Er überlegt, ob er die Spieldose mitnehmen soll, doch dann legt er sie wieder auf den Boden zurück. »Schauen wir erst mal, was es hier unten noch für Schätze gibt.«

Padriac schwenkt seine Grubenlampe weiter, bis ihr Strahl auf das Skelett eines Fußes fällt. Vor ihm liegt eine mumifizierte Leiche, großteils zerfressen von Verwesung, den Ratten und der Zeit. Die Männer werden still. Sie starren auf die Haarbüschel, die dünn wie Zuckerwatte sind, und auf den wie zu einem letzten Schrei aufgerissenen Mund. Einige Männer bekreuzigen sich. Vieles haben sie zurückgelassen, um in dieses Land kommen zu dürfen, aber ihren Aberglauben nicht.

Sun Yu ist beklommen zumute, doch im Englischen fehlen ihm die Worte, mit denen er den anderen seine Gefühle mitteilen könnte. Mit dieser Frau hat es ein böses Ende genommen. Wäre er in China, er würde für angemessene Gebete und ein Begräbnis sorgen. Denn dort weiß jeder, dass eine Seele ohne diese Rituale keine Ruhe finden kann. Aber hier ist Amerika. Und hier ist alles anders.

»Pech gehabt«, sagt er schließlich, und keiner widerspricht ihm.

»Wir machen dann wohl besser weiter, Jungs«, sagt Padriac mit einem tiefen Seufzer.

Die Männer drängen aus dem Gewölbe. Als Padriac das Tor schließt, wirft er noch einen bedauernden Blick auf die von ihnen entdeckte Bahnstation. Bald schon wird es sie nicht mehr geben, wird sie zerstört werden, um neuen U-Bahn-Linien für die wachsende Stadt Platz zu machen. Der Fortschritt schreitet immer weiter fort.

»Eine Schande«, sagt er.

Nur wenige Augenblicke später verschmilzt das Dröhnen der Presslufthammer mit dem stetigen Geratter der U-Bahnen; der Gesang der Stadt hallt in den Tunneln wider. Plötzlich wird das Licht der Arbeitsleuchten schwächer. Die Männer halten inne. Ein Windstoß weht durch den Tunnel und streicht zart über ihre schweißbedeckten Gesichter. Er trägt ein leises Weinen mit sich und dann ist es vorbei. Die Lichter werden wieder hell. Die Männer zucken mit den Achseln - solch sonderbare Dinge ereignen sich nun einmal in der Stadt unter der Stadt. Sie nehmen ihre Arbeit wieder auf; ihre Maschinen fressen sich in das Erdreich und begraben dabei die Vergangenheit.
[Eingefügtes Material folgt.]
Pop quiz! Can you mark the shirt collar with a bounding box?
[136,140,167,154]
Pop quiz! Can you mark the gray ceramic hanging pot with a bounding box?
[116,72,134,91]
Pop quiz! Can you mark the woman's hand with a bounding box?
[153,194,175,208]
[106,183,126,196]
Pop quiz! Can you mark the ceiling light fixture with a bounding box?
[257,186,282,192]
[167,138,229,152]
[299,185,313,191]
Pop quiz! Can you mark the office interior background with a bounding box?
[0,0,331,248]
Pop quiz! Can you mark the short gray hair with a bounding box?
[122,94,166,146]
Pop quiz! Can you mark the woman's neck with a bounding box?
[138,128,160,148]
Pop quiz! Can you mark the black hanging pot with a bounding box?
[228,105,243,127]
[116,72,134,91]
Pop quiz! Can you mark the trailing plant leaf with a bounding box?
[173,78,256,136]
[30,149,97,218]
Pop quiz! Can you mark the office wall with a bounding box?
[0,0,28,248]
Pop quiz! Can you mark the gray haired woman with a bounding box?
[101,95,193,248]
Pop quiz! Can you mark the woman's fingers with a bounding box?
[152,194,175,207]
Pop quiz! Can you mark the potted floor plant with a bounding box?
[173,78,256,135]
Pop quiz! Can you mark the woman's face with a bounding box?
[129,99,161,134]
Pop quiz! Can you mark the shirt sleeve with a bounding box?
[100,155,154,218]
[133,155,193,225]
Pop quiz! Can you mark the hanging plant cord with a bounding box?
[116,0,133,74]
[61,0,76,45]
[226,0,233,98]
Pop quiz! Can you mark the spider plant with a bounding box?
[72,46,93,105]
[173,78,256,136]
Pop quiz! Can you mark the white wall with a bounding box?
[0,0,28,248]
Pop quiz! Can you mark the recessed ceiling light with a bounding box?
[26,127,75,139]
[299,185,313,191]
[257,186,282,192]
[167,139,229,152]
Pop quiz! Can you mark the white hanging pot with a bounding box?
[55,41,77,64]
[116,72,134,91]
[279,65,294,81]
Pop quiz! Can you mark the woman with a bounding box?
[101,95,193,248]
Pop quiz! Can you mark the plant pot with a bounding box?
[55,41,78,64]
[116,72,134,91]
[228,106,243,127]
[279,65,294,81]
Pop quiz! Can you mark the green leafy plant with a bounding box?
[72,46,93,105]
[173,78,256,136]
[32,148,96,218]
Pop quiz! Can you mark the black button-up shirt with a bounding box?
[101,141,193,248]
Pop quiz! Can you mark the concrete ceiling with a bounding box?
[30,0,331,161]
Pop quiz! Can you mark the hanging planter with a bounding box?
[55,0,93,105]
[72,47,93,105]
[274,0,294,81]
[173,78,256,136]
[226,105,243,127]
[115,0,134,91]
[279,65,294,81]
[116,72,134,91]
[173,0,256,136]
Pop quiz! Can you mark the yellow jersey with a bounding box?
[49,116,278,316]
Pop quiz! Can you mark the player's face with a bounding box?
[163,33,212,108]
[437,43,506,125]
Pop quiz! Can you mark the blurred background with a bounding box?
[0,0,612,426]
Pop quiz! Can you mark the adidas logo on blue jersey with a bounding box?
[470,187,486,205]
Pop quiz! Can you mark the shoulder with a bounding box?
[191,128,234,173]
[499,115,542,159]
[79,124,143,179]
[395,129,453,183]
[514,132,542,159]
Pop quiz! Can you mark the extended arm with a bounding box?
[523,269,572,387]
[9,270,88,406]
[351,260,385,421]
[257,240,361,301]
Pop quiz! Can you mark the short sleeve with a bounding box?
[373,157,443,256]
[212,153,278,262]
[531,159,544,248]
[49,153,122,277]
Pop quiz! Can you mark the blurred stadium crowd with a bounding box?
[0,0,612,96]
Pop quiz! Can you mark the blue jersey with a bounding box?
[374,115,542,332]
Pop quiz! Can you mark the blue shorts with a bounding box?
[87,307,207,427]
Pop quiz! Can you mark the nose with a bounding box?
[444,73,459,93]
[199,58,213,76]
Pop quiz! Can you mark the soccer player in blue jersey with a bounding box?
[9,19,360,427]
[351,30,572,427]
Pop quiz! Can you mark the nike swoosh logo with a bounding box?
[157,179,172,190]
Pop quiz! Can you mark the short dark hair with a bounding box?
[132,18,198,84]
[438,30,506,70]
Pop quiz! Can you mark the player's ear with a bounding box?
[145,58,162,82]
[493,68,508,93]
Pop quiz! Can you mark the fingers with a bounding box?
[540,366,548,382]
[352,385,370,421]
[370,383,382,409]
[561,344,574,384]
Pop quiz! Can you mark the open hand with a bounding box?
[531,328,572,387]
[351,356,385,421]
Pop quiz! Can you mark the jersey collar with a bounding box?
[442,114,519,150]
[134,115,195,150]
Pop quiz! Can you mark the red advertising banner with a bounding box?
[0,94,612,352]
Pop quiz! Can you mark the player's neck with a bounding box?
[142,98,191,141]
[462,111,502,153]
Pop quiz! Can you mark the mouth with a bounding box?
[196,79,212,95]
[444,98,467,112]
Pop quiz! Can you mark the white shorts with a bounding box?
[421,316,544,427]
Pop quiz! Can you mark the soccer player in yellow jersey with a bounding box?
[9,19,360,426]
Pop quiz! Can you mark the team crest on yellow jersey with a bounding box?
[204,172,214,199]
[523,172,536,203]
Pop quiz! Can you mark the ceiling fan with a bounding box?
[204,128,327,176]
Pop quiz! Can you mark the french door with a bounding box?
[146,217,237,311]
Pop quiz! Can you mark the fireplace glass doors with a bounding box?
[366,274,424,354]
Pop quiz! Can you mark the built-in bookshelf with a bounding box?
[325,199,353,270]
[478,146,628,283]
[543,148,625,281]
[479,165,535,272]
Später kehren die Männer erschöpft nach Chinatown zurück und steigen die Treppen zu ihrem Mehrbettzimmer hinauf. Sie fallen mit eingerissenen, schmutzverkrusteten Fingernägeln in ihre Betten. Sie sind zu müde, um sich noch zu waschen, nicht aber, um zu träumen. Denn auch die Träume sind Geister, Sehnsüchte, denen wir im Schlaf nachjagen, bis sie am Morgen dann verschwinden. Das Verlangen dieser Träume lockt die Toten an, und die Stadt birgt viele Träume.

Die Männer träumen von der Spieldose und ihrer Melodie, einem Relikt aus längst vergangenen Tagen.

»Beautiful dreamer, wake unto me / Starlight and dewdrops are waiting for thee ...«

Die Melodie geht ihnen ins Blut, trägt sie fort in die schönsten Träume, die sie jemals hatten - Träume, in denen sie über Tage sind, Männer mit Vermögen und Ansehen, Männer, die über Besitz verfügen, in einem Land, das zu Besitzerwerb anspornt. Michael träumt von einem eigenen Bauunternehmen. Padriac von einer Pferdefarm auf dem Land. Sun Yu träumt davon, als wohlhabender Mann in sein Dorf zurückzukehren und den Stolz in den Gesichtern seiner Eltern zu sehen, wenn er sie nach Amerika holt, samt einer Frau für sich. Ja, einer Frau, mit der er die Beschwerlichkeiten und Freuden des Lebens in diesem Land teilen kann. Er sieht, wie sie ihn anlächelt. Was für ein reizendes Gesicht! Und das da neben ihr sind seine Kinder? Tatsächlich! Glückliche Kinder, die ihn nach getaner Arbeit mit seinen Hausschuhen, seiner Pfeife und glücklichen »Baba!«-Rufen zu Hause willkommen heißen und um eine Gutenachtgeschichte betteln.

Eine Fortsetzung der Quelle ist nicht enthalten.